The early tile industry around Penn is well documented and high-quality, elaborately-decorated Penn tiles have been found in many English churches and religious houses. The dissolution of the monasteries reduced the market for decorated floor tiles, but the industry no doubt carried on, serving a more local market. The deeds to Little Lands Farm include a 1670 mortgage of a messuage and tile kiln on the west side of Coleshill Green, then in the occupation of Thomas Deverel. In 1686, Henry Birch of Coleshill, tile maker, and William Bunce of Coleshill, potter, were parties to a deed to the messuage later to become the Fleur de Lys Inn. In 1723, a Winchmore Hill tile maker named Ralph Pusey left a will.

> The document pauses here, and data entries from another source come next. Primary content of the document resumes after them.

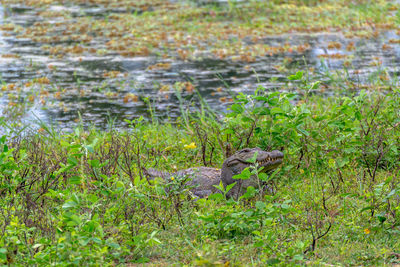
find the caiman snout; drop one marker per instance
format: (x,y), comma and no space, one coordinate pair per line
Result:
(270,160)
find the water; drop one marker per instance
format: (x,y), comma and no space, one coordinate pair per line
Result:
(95,87)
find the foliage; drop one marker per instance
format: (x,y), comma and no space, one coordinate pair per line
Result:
(79,197)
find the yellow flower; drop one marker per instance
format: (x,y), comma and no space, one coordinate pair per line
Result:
(190,146)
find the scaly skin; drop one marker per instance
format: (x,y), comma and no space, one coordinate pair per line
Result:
(203,179)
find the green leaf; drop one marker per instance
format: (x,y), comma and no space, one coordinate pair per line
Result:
(3,253)
(237,108)
(229,187)
(244,175)
(95,163)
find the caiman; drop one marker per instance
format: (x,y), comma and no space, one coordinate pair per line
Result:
(202,179)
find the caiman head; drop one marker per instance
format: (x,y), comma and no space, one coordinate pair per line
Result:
(236,163)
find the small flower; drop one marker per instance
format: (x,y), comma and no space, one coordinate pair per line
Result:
(190,146)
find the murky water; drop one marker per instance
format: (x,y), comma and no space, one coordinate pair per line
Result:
(88,92)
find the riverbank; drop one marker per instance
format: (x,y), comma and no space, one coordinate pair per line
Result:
(81,198)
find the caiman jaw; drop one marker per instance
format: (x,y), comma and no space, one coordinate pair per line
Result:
(271,160)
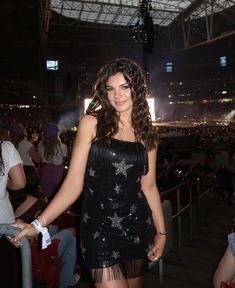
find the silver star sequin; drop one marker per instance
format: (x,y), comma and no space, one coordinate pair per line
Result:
(149,221)
(117,188)
(82,248)
(115,254)
(136,240)
(133,208)
(116,221)
(85,217)
(91,172)
(96,234)
(122,167)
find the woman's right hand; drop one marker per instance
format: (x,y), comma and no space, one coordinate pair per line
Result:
(27,230)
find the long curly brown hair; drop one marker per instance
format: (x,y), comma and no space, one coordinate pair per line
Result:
(107,118)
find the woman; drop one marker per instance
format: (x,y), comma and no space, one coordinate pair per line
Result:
(114,163)
(26,149)
(11,177)
(53,154)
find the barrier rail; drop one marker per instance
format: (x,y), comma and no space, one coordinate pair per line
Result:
(201,191)
(9,230)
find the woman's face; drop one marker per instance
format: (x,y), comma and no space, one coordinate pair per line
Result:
(119,93)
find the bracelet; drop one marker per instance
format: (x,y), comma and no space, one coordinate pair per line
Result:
(164,233)
(37,225)
(43,220)
(46,239)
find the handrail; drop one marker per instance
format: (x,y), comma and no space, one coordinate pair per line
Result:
(200,193)
(26,262)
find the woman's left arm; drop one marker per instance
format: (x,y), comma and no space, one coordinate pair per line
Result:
(149,187)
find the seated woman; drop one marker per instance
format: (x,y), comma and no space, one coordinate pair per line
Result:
(27,205)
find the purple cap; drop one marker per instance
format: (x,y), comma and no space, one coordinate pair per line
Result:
(16,129)
(51,129)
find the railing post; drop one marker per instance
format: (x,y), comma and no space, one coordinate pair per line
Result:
(191,210)
(179,221)
(9,230)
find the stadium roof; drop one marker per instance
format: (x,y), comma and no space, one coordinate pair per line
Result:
(125,13)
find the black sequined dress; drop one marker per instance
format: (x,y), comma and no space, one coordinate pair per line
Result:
(116,223)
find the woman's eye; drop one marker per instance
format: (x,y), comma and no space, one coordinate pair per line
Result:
(109,89)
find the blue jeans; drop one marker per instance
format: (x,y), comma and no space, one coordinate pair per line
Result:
(67,251)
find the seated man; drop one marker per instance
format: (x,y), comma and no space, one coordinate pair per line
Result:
(27,206)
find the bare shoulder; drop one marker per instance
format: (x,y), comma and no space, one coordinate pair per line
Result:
(87,126)
(88,120)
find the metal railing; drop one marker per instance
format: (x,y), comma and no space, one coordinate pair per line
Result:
(201,189)
(9,230)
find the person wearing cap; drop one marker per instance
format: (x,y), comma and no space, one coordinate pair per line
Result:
(53,155)
(26,149)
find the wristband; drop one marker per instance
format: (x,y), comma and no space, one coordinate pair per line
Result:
(162,233)
(46,239)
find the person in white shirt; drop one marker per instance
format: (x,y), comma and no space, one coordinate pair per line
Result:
(11,177)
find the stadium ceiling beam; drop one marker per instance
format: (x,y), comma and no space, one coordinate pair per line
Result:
(185,27)
(184,15)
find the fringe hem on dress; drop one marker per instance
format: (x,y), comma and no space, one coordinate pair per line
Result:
(128,270)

Early maps of Winchmore Hill show a kiln a few hundred yards to the east of the common on the road to Coleshill. This site belonged to William Bovington of Penn, who in 1726 insured two tenements at Winchmore Hill, one with a working shop, kiln house and stable in the occupation of Robert Hailey, potter, and the other in the occupation of John Hailey, also a potter. This site later became the chair factory of George Sawyer. The Potters Arms at Winchmore Hill is also an early site of a kiln. When Robert Charsley of Beaconsfield sold the premises in 1782 to Benjamin Walker the elder of Winchmore Hill, blacksmith, it was described as:

All that messusge or tenement wherein John Bovingdon formerly dwelt wherein John Robinson afterwards dwelt and wherein William Slade doth now dwells together with the pot kiln lately erected and built near the said last mentioned messuage or tenement situate lying and being at Coleshill in the parish of Amersham and County of Herts called or known by the name of Sansons.

The potters carried their stock of domestic earthenware to the neighbouring market towns by pack-horse. The 1798 list of able-bodied men in Buckinghamshire liable to be called up for military service does not cover Coleshill as it was within Hertfordshire. It does however list three pot-hawkers living at Woodrow and two potters in Penn. By 1851, there were 21 potters at Coleshill and Winchmore Hill, the largest employer being Sarah Slade, of Coleshill Green, who employed five labourers. The trade declined rapidly in the later 19th century, with competition from the Staffordshire potteries and the substitution of cheap iron-ware for many domestic purposes. A. Morley Davies interviewed Tom Sears, one of the last potters, who worked at the only remaining kiln at Winchmore Hill in 1909, but remembered seven pottery kilns operating in the immediate vicinity.